The nurse told us they were going to go ahead with a procedure called "Second Day ICSI" where they will pick out the best looking sperm and actually inject them right into the eggs to kind of 'force' fertilization.  Usually when ICSI is done, the couple is expecting to have an issue and it is done right away, waiting until the second day to do it seems pretty rare from what I've seen online and unfortunately pretty unsuccessful as well.  Of course the doctor says that it doesn't decrease the odds at all, but I have a hard time believing him.

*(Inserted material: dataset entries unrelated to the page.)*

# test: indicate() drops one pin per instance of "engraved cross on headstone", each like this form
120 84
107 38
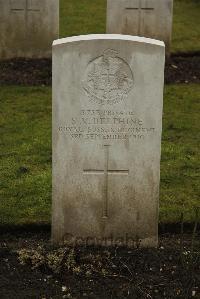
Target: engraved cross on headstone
25 6
141 8
106 172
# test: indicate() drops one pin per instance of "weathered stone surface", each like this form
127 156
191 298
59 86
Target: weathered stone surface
107 123
148 18
28 28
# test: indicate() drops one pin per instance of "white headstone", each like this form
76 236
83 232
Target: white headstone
148 18
28 28
107 123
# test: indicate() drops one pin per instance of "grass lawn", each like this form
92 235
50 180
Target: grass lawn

So I just had a day of feeling sorry for myself and Jer did his best to put a positive spin on it, but I also was feeling increasingly bad from the Ovarian Hyperstimulation and I kind of just gave up.  I was honestly expecting them to call the next day and say that it didn't work.

Well they did call the next day, but they had better news.  Of the 10 eggs they did the procedure on, 3 of them had developed into embryos.  Because there were only 3 they wanted to implant them right away instead of waiting to see how many make it to the blastocyst (5-day) stage.  They set our implant up for the next morning.

As I'm sure you have noticed, the numbers were not on our side, we went from 14 eggs, to 13, to 10, to 3 and by the time we got to the surgical center Friday morning there were 2 good embryos left to put in.  So we put them both in!  I had to drink 32 oz of water on the way over, which was hard even for me (I love water) so they let me pee and then I had to lay on the hospital bed for 30 minutes before we could leave.

After we got home I was on bed rest for 2 days so my Mother-in-law was there for Friday to watch Anna and Jer was Mr. Mom all weekend while I rested and hopefully created a good environment for the little babies to snuggle in and start growing.

We are now playing the waiting game once again, we won't know anything for 4 weeks.  I have a blood test in 2 weeks that should be a good indication of if things are still developing or not and then at 4 weeks they will know with more certainty if the pregnancy is successful. 

I have to say that I am not getting my hopes up.  I mean I am still treating myself as if I am pregnant right now, but I am preparing myself for bad news.  Everything I have seen online does not look great when they have to do second day or "rescue" ICSI, so good news will be really good, and hopefully bad news won't be quite so devastating.

I am still doing 2 shots a day, one that Jer has to administer right into my butt that hurts so bad every time.  That is the Progesterone in Oil and that will last for at least a few weeks.  The other is Lovenox, which stings, but I do it in my stomach, and I took it twice a day everyday when I was pregnant with Anna so I am used to it.

I will probably check back in with news at the 2 week blood draw, but if we happen to get good news at the 4 week mark I will probably procrastinate a bit on posting ;)  Sorry but I am just very superstitious.  So no news is good news and keep those prayers coming.